BYOD Leaves Employers in the Dark

BYOD

Organisations have vastly underestimated their employees’ desire for quality work devices and are largely in the dark as to the extent to which their employees are working around corporate policies. Half (50%) of employees now use their personal devices to access work files and data, yet employers believe this figure to only be 15% of their workforce – a disparity of 232%. This lack of cohesion is leaving organisations exposed to significant data security risks, wastes corporate investment in mobile devices and services and often leaves employees out of pocket (as 67% fail to claim back the costs of work-related tasks).

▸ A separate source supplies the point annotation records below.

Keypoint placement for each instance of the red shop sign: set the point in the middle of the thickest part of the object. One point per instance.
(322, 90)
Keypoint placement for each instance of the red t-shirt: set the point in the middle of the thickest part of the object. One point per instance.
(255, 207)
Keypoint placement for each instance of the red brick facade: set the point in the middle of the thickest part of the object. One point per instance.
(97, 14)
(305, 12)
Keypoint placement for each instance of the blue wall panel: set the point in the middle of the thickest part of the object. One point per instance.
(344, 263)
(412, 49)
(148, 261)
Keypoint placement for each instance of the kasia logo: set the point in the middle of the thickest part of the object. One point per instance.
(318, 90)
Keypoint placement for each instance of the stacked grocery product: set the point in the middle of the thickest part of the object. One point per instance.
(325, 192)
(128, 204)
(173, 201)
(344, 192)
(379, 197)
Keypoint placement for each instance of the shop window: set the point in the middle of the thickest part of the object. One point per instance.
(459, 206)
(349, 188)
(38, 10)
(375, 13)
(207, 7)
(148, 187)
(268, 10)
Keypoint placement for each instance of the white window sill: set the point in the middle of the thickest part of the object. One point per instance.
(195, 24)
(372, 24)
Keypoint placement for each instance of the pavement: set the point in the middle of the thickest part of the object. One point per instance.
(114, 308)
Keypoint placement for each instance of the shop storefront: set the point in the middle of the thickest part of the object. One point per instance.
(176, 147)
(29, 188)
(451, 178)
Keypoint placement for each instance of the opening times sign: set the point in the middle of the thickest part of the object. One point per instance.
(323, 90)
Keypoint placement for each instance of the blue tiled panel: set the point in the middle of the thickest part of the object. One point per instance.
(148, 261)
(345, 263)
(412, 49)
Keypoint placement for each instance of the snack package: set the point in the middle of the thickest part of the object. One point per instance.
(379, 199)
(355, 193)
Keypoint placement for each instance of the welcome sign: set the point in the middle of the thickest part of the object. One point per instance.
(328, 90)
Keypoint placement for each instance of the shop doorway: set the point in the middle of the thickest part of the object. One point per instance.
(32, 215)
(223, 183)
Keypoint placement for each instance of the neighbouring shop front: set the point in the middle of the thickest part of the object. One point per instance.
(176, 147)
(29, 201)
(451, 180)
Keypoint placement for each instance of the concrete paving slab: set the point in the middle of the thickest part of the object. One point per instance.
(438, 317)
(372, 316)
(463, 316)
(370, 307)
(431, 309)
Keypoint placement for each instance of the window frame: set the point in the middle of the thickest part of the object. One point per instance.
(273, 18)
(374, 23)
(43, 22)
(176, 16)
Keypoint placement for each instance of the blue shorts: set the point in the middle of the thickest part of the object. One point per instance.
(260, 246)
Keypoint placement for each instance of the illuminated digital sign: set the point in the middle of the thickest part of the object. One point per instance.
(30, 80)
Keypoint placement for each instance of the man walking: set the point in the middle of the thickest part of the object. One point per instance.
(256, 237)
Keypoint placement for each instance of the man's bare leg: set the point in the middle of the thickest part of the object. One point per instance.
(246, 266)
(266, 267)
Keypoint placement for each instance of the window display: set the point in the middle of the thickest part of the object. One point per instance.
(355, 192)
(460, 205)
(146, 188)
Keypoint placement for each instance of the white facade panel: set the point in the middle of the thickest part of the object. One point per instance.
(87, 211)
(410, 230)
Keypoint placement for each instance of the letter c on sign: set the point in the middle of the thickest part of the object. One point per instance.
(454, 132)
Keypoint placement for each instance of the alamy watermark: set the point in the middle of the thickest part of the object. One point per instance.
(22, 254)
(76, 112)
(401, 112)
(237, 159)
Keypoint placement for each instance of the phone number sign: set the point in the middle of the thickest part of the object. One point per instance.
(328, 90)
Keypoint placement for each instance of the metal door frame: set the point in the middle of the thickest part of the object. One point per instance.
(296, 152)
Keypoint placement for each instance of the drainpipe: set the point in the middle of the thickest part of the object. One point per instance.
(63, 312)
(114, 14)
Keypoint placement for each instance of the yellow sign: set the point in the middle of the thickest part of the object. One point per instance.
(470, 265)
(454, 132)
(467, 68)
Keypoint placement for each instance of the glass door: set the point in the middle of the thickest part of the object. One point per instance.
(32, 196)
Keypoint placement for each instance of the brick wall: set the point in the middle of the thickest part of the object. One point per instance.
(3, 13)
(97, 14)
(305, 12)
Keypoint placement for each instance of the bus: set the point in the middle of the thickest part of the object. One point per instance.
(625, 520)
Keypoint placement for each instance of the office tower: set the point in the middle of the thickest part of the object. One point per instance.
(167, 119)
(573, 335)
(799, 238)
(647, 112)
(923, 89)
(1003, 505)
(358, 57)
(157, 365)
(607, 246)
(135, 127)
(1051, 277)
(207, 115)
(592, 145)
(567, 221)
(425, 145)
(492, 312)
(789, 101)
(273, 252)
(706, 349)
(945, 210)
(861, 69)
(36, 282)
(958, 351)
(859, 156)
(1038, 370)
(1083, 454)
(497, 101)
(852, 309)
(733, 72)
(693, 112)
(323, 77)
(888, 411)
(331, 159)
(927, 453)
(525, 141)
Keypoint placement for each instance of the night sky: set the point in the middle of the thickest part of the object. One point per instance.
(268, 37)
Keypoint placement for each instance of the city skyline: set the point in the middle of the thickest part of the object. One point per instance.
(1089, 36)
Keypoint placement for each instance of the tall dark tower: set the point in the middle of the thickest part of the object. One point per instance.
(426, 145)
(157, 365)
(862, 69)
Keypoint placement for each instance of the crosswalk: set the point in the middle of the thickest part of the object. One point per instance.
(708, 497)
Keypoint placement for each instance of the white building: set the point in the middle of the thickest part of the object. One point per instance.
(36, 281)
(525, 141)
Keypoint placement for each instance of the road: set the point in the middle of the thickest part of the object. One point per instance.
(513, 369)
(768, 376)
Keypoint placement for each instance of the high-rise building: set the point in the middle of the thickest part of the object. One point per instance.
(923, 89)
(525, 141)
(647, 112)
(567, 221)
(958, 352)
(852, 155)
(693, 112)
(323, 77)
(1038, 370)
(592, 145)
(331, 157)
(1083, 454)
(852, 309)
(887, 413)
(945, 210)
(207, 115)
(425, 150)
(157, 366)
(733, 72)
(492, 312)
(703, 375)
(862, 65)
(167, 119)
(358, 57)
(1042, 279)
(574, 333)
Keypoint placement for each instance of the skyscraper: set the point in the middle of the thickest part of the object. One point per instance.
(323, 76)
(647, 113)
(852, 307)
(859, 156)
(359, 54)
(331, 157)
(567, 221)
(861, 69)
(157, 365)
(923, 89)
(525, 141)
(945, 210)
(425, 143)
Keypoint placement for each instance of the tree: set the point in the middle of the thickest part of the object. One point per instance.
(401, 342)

While BYOD is largely heralded as the answer to this issue, only 17% of UK organisations have deployed companywide BYOD policies, significantly less than those who have deployed CYOD or ‘Choose Your Own Device’ (adopted by 31% of organisations).

Believed to be the first BYOD study of its kind to directly compare the actions and opinions of staff with the perceptions of their employers, Azzurri Communications set out to understand why BYOD adoption remains so low – at only 17% of UK organisations. With primary research conducted by Shape the Future, the study polled both IT decision makers at 224 organisations (i.e. employers) and 165 employees in order to draw a contrast between the views of both groups. The full report can be accessed here: http://www.azzurricommunications.com/Campaigns/byod-opinionexchange-download.aspx

The most significant and alarming disparity regards how many employees access work files and data on personal devices, whose lack of enterprise-level security safeguards can expose company data to potential loss or theft. While companies only believe that 15% of their workforce do this, a staggering 50% admitted to accessing work data or files on their personal device. This is nearly 2.5 times (232%) as many as employers thought.

The majority of employees use their personal mobile phones for a range of tasks:

•65% use their personal mobile phone to make business calls at least every week (40% do this daily)

•44% use their personal mobile phone to send emails at least once a week (34% daily)

•8.5% use their personal device to access work file sharing sites (such as Dropbox) at least once a week

Despite the high numbers of employees using their personal devices for work purposes, the majority (67%) do not claim the costs back – either because they are unable to (55%) or are unsure whether they can (12%). Only 33% reclaim the costs of business-related tasks on their personal devices, which could explain why employers are in the dark as to the extent that this takes place.

Why do employees do this?

The primary reason for employees using their personal devices for work purposes is simply because their work devices are not as easy to use or don’t offer the same levels of functionality. In fact ease-of-use is by far the biggest factor, as cited by 82% of employees.

“By offering to meet the combined demands of organisations (lower communications costs) and their employees (one excellent device for both business and personal use), BYOD should, in theory, receive widespread support from both groups. Yet with only 17% of UK organisations adopting companywide BYOD policies, this is clearly not the case,” states Rufus Grig, CTO, Azzurri Communications.

“What’s more, companies are very much misguided when it comes to how much their employees use their own mobile devices for work related activities, raising questions of security, the usability of work-provisioned devices vs. consumer ones, the value-for-money that organisations are receiving from their communications services and even the work-life balance of employees. In our experience, and as reflected in this study, organisations get far better value and security from CYOD than they do from either the free-for-all and vulnerability offered by BYOD, and the safe but increasingly-bypassed corporate provision. In fact our study showed that CYOD was the most appropriate solution for 60% of organisations vs. just 13% who favoured BYOD.”